Она не заплакала сразу же после рождения, и я успела заметить, что ее шейка обмотана пуповиной, а тельце – серого цвета. Затаив дыхание, я ждала хоть какого-нибудь звука, подтверждающего, что моя девочка жива. Наконец, после нескольких минут, показавшихся мне вечностью, Шахира издала громкий вопль, и я заплакала от радости. Доктор положил ее мне в руки, и я прижала ее к груди, а она, нащупав сосок, тут же взяла его в рот. Пока малышка подкреплялась, я разглядывала ее и поражалась тому, какая она хрупкая и маленькая: Аддин был гораздо крупнее и крепче, когда родился. А потом девочка открыла один усталый глаз, внимательно посмотрела на меня, и я поняла, что с этого момента и навсегда мое сердце принадлежит ей – я опять стала матерью.
Через несколько минут в палату вошел Бахрин. Я улыбнулась, протянула к нему руку и немного повернула Шахиру, чтобы он мог ее получше рассмотреть. Бахрин взял протянутую руку, но тут же вернул ее на одеяло и, коротко потрепав меня по колену, посмотрел на нашу дочь.
– Я люблю тебя, – прошептала я чуть слышно и с надеждой заглянула ему в лицо.
– Я знаю, – ровно ответил он, еще раз потрепал меня по колену и пошел к выходу. У самой двери он обернулся, сказал: – Увидимся позже, – и ушел.
Через час после рождения Шах ко мне в палату привели Аддина. Я заранее договорилась об этом с Мак: мне хотелось, чтобы между детьми как можно раньше установилась прочная родственная связь. Аддин вприпрыжку вбежал в комнату и уже собирался броситься мне на шею, но вдруг замер, заметив свою крошечную сестренку. Глаза у него сделались большими, как блюдца, и он даже встал на цыпочки, чтобы получше рассмотреть ее. Наклонившись к сыну, я поцеловала его и привлекла к себе, а он немедленно взобрался на кровать, вызвав этим испуганный возглас у свекрови и тети Зейны, озабоченных моим якобы болезненным состоянием. Не обращая на них внимания, я помогла Аддину усесться поудобнее, положила ему на колени подушку и осторожно передала ему в руки сестренку. Потрясенный Аддин внимательно рассматривал малышку и вздрогнул, когда она вдруг издала тихий писк, открыла глаза и внимательно уставилась на него. Когда же Шахира схватила брата за большой палец, он поднял ко мне счастливое лицо и торжественно сказал: «Это моя сестра. Она такая маленькая, я буду беречь ее».

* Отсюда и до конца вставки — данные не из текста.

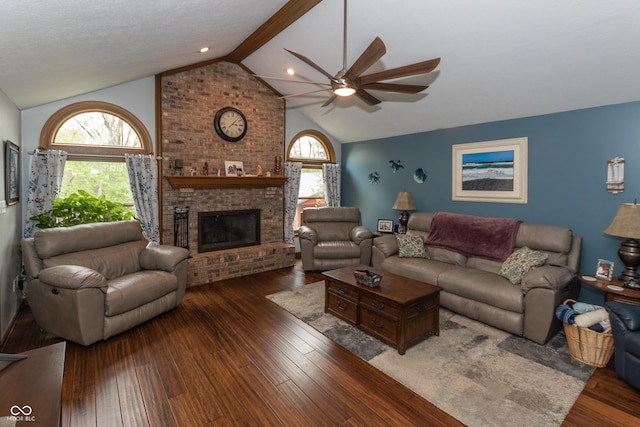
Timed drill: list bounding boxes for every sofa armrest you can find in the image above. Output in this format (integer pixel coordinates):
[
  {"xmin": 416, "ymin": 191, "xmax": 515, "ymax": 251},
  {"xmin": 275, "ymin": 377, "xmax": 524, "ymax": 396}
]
[
  {"xmin": 39, "ymin": 265, "xmax": 108, "ymax": 293},
  {"xmin": 349, "ymin": 225, "xmax": 373, "ymax": 245},
  {"xmin": 605, "ymin": 301, "xmax": 640, "ymax": 331},
  {"xmin": 298, "ymin": 225, "xmax": 318, "ymax": 245},
  {"xmin": 140, "ymin": 245, "xmax": 189, "ymax": 272},
  {"xmin": 520, "ymin": 265, "xmax": 575, "ymax": 293}
]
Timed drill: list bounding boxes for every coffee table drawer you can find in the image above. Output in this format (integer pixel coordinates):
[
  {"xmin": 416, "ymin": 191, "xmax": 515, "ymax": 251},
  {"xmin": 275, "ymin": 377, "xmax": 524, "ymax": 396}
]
[
  {"xmin": 325, "ymin": 279, "xmax": 358, "ymax": 300},
  {"xmin": 326, "ymin": 290, "xmax": 358, "ymax": 325},
  {"xmin": 360, "ymin": 306, "xmax": 398, "ymax": 347},
  {"xmin": 360, "ymin": 294, "xmax": 400, "ymax": 320}
]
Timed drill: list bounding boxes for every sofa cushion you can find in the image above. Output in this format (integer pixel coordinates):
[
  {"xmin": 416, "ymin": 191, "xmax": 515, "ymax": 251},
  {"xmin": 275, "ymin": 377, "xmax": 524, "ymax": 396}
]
[
  {"xmin": 427, "ymin": 245, "xmax": 467, "ymax": 267},
  {"xmin": 104, "ymin": 271, "xmax": 178, "ymax": 316},
  {"xmin": 435, "ymin": 266, "xmax": 524, "ymax": 313},
  {"xmin": 498, "ymin": 246, "xmax": 548, "ymax": 285},
  {"xmin": 396, "ymin": 234, "xmax": 429, "ymax": 258},
  {"xmin": 42, "ymin": 240, "xmax": 146, "ymax": 280},
  {"xmin": 313, "ymin": 241, "xmax": 360, "ymax": 259},
  {"xmin": 382, "ymin": 255, "xmax": 454, "ymax": 285},
  {"xmin": 33, "ymin": 221, "xmax": 142, "ymax": 259}
]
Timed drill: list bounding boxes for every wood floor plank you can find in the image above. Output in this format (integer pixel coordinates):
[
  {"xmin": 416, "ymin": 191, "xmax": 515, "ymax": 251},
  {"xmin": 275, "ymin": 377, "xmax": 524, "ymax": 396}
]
[
  {"xmin": 136, "ymin": 363, "xmax": 177, "ymax": 427},
  {"xmin": 2, "ymin": 261, "xmax": 640, "ymax": 427}
]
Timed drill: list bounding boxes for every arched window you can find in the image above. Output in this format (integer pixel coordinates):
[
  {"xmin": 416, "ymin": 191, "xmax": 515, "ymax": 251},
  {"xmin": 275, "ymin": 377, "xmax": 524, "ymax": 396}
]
[
  {"xmin": 287, "ymin": 129, "xmax": 336, "ymax": 230},
  {"xmin": 40, "ymin": 101, "xmax": 153, "ymax": 206}
]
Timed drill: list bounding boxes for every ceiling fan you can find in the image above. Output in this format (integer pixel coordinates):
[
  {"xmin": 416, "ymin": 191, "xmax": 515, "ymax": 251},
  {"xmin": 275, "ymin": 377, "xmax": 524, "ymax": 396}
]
[{"xmin": 256, "ymin": 0, "xmax": 440, "ymax": 107}]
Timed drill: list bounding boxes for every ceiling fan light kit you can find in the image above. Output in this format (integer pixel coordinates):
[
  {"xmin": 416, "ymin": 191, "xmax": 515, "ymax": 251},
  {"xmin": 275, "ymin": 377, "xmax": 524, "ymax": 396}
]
[{"xmin": 265, "ymin": 0, "xmax": 440, "ymax": 107}]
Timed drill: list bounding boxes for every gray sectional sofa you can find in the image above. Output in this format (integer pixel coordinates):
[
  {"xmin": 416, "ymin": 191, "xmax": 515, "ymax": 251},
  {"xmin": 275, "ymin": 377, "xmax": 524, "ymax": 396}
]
[{"xmin": 371, "ymin": 212, "xmax": 582, "ymax": 344}]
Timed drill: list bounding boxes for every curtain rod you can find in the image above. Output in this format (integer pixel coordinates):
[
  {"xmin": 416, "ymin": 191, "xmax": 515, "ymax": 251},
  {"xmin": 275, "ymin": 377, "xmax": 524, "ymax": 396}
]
[{"xmin": 27, "ymin": 150, "xmax": 162, "ymax": 160}]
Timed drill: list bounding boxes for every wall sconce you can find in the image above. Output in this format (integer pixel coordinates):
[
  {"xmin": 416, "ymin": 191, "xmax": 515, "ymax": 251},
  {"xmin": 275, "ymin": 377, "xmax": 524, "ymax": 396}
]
[
  {"xmin": 607, "ymin": 157, "xmax": 624, "ymax": 194},
  {"xmin": 391, "ymin": 191, "xmax": 416, "ymax": 234}
]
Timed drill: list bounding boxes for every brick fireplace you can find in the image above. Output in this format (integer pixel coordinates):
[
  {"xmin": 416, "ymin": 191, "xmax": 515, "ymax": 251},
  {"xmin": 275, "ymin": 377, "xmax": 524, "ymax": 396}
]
[{"xmin": 158, "ymin": 62, "xmax": 295, "ymax": 286}]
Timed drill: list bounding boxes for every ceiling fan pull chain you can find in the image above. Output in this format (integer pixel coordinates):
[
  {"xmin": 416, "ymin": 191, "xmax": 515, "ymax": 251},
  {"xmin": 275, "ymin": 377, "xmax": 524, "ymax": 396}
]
[{"xmin": 342, "ymin": 0, "xmax": 347, "ymax": 73}]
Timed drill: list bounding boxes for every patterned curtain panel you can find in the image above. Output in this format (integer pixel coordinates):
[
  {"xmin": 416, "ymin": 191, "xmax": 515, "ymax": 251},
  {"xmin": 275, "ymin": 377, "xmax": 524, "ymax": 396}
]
[
  {"xmin": 24, "ymin": 150, "xmax": 67, "ymax": 237},
  {"xmin": 124, "ymin": 154, "xmax": 160, "ymax": 245},
  {"xmin": 322, "ymin": 163, "xmax": 340, "ymax": 208},
  {"xmin": 284, "ymin": 162, "xmax": 302, "ymax": 244}
]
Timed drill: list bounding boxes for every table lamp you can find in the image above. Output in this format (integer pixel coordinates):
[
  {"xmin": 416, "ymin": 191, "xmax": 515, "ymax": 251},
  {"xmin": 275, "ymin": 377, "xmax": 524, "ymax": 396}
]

Этой же ночью я дотронулась до спящей в колыбели девочки и, обнаружив, что она окоченела от холода, взяла ее себе. Я засунула ее под свою ночную рубашку и сверху навалила на нас все одеяла, чтобы согреть ее. Так мы и провели всю ночь: время от времени она просыпалась, находила грудь, подкреплялась молоком и опять засыпала.
«Раджа Шахира Айшах, – прошептала я, целуя ее в лобик, – о чем же я думала, когда рожала тебя для такой жизни?»
33
Откровенный разговор накануне родов ничего не изменил в наших отношениях с Бахрином – они оставались по-прежнему холодными и отчужденными. Через пару дней после моего возвращения из больницы он на две недели уехал в Куала-Лумпур, не обращая внимания на то, что в семье его поведение уже вызывало сплетни.
В первые же несколько недель жизни Шахиры мне пришлось выдержать нешуточную борьбу со свекровью, вдруг объявившей, что она уже начала подготовку к ритуалу
Я точно знала, что ни при каких условиях не позволю калечить свою дочь и подвергать ее варварской операции. Это традиция пришла в Малайзию из арабских стран, где ее придумали якобы для того, чтобы сдерживать женский темперамент и склонность к разврату. Как мне объяснили, церемония напоминает веселую вечеринку, на которой близкие родственницы ребенка едят специально приготовленные блюда, смеются и сплетничают, а потом к гостям выносят девочку, прикладывают к ее гениталиям кусок льда, заменяющий анестезию, и знахарка у всех на глазах одним взмахом бритвы удаляет клитор вместе с кусочком кожи.